Tue

18

Nov

2014

Millions Celebrate First Feast of St. John Paul II

by Laura McLaughlin

 

On October 22, Catholics celebrated newly canonized Saint John Paul II’s first feast day. The event drew a large crowd to his shrine in Washington D.C. where the rosary was said and then a documentary on his visits to North America over the years was shown before the Mass in commemoration of St. John Paul II was said. The shrine is home to a blood stained piece of the garment St. John Paul II was wearing during the 1981 attempted assassination. The now permanent exhibit, “A Gift of Love: The Life of Saint John Paul II” drew large crowds and features artifacts, interactive displays, and facts about St. John Paul II’s spiritual, intellectual, and political impact. It is a place of pilgrimage where people can come to learn about the Saint and grow in their faith through knowledge of his example.

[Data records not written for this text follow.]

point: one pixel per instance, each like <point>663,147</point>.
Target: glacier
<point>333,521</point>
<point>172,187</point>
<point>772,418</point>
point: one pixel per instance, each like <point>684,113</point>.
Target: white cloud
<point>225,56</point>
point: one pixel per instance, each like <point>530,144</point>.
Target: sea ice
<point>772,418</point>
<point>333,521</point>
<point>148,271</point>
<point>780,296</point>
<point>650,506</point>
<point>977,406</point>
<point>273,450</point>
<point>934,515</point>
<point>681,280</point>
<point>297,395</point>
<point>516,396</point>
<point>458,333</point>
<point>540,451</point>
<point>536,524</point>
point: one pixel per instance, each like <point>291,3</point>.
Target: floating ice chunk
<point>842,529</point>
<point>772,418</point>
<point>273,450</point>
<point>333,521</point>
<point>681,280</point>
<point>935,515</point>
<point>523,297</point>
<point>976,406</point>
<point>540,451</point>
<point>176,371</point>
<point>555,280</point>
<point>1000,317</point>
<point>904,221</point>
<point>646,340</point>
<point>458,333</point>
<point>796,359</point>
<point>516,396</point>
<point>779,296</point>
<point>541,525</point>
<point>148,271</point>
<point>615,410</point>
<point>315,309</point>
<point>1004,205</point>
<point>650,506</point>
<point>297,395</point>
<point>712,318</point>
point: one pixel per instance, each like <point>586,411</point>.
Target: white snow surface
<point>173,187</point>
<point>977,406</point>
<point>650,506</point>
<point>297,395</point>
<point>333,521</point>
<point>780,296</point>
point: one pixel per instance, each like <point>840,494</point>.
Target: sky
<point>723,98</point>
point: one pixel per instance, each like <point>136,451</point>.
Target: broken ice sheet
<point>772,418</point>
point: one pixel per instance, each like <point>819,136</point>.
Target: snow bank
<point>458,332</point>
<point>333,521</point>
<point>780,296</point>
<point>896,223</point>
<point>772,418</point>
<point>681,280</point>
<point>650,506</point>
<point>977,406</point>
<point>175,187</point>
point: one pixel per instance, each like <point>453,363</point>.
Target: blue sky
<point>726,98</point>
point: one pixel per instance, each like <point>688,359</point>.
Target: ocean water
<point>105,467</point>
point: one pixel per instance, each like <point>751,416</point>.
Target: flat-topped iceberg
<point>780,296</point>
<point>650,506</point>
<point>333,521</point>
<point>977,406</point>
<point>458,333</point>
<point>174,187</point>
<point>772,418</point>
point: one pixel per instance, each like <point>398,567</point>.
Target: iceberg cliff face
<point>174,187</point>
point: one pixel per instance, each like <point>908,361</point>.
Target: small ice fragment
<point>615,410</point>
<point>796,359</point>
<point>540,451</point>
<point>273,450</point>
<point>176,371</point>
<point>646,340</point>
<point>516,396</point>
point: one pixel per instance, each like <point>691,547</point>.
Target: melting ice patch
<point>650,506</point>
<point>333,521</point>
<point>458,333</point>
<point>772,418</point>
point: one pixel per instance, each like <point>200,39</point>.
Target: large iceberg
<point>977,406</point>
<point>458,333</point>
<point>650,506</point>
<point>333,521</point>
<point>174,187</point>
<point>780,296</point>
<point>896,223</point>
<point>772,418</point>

It was created with the purpose of being a response to his and Pope Francis’ calls for a “new evangelization”, a place to experience a genuine encounter with God and see how His work was carried out by the Saint. It was designated a national shrine earlier this year by the United Conference of Catholic Bishops. The shrine was filled with everyone from young people to the elderly, from D.C. inhabitants to Polish pilgrims, from lay people and sisters, priests, and brothers. He was Pope for 26 years, but an important figure even before that as a Bishop of Krakow under the communist regime.

Father Tadeusz Pacholczyk, a special guest in the celebration, commenting St. John Paul II’s life, said, “He traveled; he wrote; he acted; he spoke of great themes and challenges; he confronted; he inspired us to seek God and holiness; he uplifted; he led the Church and humanity in prayer. Ultimately, he was a sign of faithful clarity in a troubled time and a steadfast beacon of hope.” The impact of this message was seen in the number of people celebrating the feast day there, and the enthusiasm with which people reportedly partook in the celebrations. Various Catholic schools and institutions have now been named in his honor. Those inspired by the Saint spoke about their encounters with him, such as Edyth Triana, whose son the Saint baptized. She told of when St. John Paul II celebrated Mass in her hometown in Mexico, and how she and her husband identified with him. Now, October 22 will be their son’s “spiritual birthday.” Polish American Father Kazimierz Chwalek recounted how the Saint inspired him to listen to his call to the priesthood because of the way he “made himself available to people.”

 

Pope Saint John Paul II will forever live in the minds of people around the world as the outspoken, holy Pope, who kissed the ground of every country he visited, wrote extensively about faith and its role in the modern world, and made influenced individual people in their faith as well as large scale political movements like the Solidarity movement which contributed greatly to the demise of the communist regime in Poland. His 26 years as Pope saw the collapse of Communism in all but five countries, a renewed interest in the Church among the young, and a growing concern for the moral health of nations. For anyone under the age of 36, he was their first Pope and the most monolithic image of Catholicism in the twentieth century.